There’s also a whole bunch of me writing stories that were based on me and my friends. I have to wonder if there is a psychological term for this. Main character syndrome? But I always thought of myself (and sometimes still do) as a side or supporting character. I’d actually write a lot of fiction that never went anywhere. All these years later, I can see it as both writing exercises or working something out. Maybe I simply wanted to be cooler than I was or have a life more interesting than I did.

And while that is pretty much the both notebooks, three other things stood out to me as I flipped through the pages. First was a list of codes for all of the clip art in an old desktop publishing platform called Arts & Letters. I was introduced to the program in my ninth grade computer graphic class; it was basically an early Nineties version of Broderbund’s Print Shop program (you know, the ones you used to print dot-matrix banners on your Commodore 64). Mr. Taber (husband to my creative writing teacher) taught us how to make logos, signs, and even templates for packaging (like a pack of trading cards) using the fonts, clip art, and word art. It, along with an early version of PageMaker, were my first forays into graphic design and more than likely fueled my ten years as a high school yearbook adviser.
Anyway, my friend had copied the program–which was many, many floppy disks–from the high school computers (I wouldn’t surprised if he was allowed to do it or the teachers at least looked the other way) and when I got a computer of my own, he lent me all the disks to load it on there. The clip art list was one I compiled over hours of inserting graphics onto a page and then writing down ther numbers. I know if I even used the clip art, but I do know that I used Arts & Letters to create a template for mix tape labels.
Next is more poetry but by other people, printed out and taped into the book. This was 1995-1998, so we are talking really early Internet where websites were sparse and people would just put whatever up there using whatever ability they had in a chaos of formats. These types of poems would eventually find their way onto livejournal and tumblr decades later. I’m not sure what the source is for “Coffee Stains From Hell” and Googling it turns up nothing; it’s a piece of early Internet ephemera.
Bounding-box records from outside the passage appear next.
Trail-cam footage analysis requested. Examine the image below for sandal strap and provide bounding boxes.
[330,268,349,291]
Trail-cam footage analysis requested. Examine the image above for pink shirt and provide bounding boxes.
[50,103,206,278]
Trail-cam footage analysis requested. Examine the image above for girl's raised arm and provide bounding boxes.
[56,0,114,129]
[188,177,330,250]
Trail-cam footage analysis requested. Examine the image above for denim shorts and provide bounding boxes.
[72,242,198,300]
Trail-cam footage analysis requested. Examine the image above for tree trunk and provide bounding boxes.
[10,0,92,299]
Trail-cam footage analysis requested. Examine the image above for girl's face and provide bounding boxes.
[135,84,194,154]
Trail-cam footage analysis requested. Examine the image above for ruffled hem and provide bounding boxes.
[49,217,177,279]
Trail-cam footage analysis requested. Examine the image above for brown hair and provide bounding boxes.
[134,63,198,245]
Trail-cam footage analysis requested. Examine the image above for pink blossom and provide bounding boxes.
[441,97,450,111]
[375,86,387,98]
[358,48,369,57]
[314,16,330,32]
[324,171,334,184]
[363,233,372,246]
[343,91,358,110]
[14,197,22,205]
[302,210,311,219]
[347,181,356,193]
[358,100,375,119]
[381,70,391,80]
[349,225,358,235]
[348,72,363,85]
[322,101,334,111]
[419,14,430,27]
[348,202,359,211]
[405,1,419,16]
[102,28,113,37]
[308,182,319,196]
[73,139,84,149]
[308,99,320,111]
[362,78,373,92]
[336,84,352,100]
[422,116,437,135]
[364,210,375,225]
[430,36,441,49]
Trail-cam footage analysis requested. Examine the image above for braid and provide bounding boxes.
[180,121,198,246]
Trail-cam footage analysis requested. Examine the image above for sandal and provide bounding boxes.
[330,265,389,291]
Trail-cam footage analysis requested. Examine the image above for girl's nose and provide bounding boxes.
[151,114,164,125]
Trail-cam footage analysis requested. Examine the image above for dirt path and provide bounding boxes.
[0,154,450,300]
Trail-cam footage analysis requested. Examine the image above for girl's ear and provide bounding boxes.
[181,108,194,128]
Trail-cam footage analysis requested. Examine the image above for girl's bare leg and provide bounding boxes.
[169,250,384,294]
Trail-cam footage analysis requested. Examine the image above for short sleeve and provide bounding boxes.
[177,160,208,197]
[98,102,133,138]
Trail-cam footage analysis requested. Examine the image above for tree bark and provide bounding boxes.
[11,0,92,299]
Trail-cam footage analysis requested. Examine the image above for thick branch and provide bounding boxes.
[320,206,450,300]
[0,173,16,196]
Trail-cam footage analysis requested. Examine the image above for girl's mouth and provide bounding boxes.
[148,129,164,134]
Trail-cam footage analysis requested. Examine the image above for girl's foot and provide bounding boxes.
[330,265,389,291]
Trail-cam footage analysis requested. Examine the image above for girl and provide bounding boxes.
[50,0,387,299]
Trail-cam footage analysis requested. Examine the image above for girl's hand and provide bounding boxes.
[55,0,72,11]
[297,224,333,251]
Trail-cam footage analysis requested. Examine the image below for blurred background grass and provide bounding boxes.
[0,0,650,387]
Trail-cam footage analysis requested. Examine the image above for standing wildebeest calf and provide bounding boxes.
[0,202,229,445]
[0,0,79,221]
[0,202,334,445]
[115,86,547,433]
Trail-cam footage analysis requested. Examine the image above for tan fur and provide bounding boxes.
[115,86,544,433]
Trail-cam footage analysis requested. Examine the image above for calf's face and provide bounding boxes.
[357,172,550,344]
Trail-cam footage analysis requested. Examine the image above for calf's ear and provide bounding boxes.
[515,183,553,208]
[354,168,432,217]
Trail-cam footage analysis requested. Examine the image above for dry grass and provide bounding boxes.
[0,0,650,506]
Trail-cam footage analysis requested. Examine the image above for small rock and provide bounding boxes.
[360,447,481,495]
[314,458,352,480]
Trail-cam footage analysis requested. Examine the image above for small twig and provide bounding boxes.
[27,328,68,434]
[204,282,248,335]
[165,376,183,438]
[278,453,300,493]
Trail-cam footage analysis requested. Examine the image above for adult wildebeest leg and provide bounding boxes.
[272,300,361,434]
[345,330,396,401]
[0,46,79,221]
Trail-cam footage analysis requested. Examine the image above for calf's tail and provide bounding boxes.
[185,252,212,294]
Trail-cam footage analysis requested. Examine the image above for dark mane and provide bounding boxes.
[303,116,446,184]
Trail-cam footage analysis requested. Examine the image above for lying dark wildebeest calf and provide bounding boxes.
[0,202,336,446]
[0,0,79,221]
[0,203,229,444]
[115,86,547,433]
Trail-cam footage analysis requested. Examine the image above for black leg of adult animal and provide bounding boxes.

Finally, there is a “good” poem I wrote called “1:43 a.m. Diner Napkin Conversation”, which I wrote … on a napkin. And I was the type of lameoid who would write a draft of a poem about a diner napkin on a napkin on purpose.

But this was one that I actually used in my sophomore year creative writing poetry class and after workshopping it, came up with this:
1:43 a.m.
(Conversation on a Diner Napkin)Rain falls to the sidewalk
beside a lonely crowded roadside diner,
where I’m wondering what it was about her
that could have stopped the world for so long.The exact handwriting, shape of numbers–
lines a paper napkin
with her phone number
in faded gray pencil and that smudge
always a backdrop for conversation.And smiling.
I remember smiling
and she did the same
even though the music stopped
and the words were erased
by the rain ticking off my umbrella
into the night.
So not everything in the notebooks are embarrassing.
The college years journal ends in 1998 and doesn’t pick up until 2000. I am either missing a notebook or simply didn’t keep one during 1999, although I know that I was definitely writing throughout that year. And like I said, I feel a lot of legitimate embarrassment over what’s in here, but I guess if you say you were fully formed even in college, you are definitely lying to yourself or someone else.